# Anomaly Detection 

## 0 - Imports

In [1]:
%%capture
import json
import pandas as pd

from sklearn.tree import DecisionTreeClassifier
from sklearn.model_selection import train_test_split
from sklearn.metrics import accuracy_score, f1_score, recall_score, precision_score

# Proprietary 
from ydata.connectors import LocalConnector
from ydata.connectors.filetype import FileType

## 1 - Load Data 

In [7]:
# Read the data.

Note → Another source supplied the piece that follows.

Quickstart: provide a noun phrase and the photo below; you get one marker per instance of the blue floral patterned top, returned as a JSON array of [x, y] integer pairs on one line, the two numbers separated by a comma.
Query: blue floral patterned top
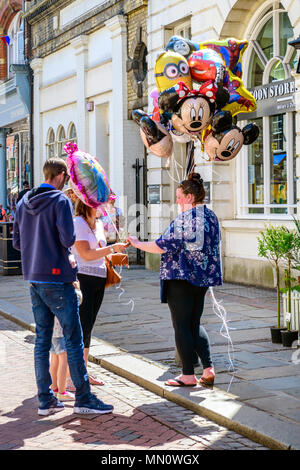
[[192, 245]]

Augumented and original
data_processed = pd.read_csv('data_processed.csv')
data_sampled = pd.read_csv('data_sampled.csv')
x_test = pd.read_csv('test_set.csv').drop('Unnamed: 0', axis=1)

# Concatenate synthesized data and original data
aug_df = pd.concat([data_processed, data_sampled])

## 2 - Classification 

### 2.1 - Split the Data 

In [8]:
# Split the data into train and test
x_train_augmented = aug_df.drop(x_test.index)

In [9]:
#Removing the index columns as the data is sorted
x_train_augmented = x_train_augmented.drop(['Time', 'CellName'], axis=1)
x_test = x_test.drop(['Time', 'CellName'], axis=1)

### 2.2 - Model Training 

In [10]:
# Create the DecisionTreeClassifier. One for the normal data and another for the augmented data.
aug_tree_clf = DecisionTreeClassifier(random_state=4)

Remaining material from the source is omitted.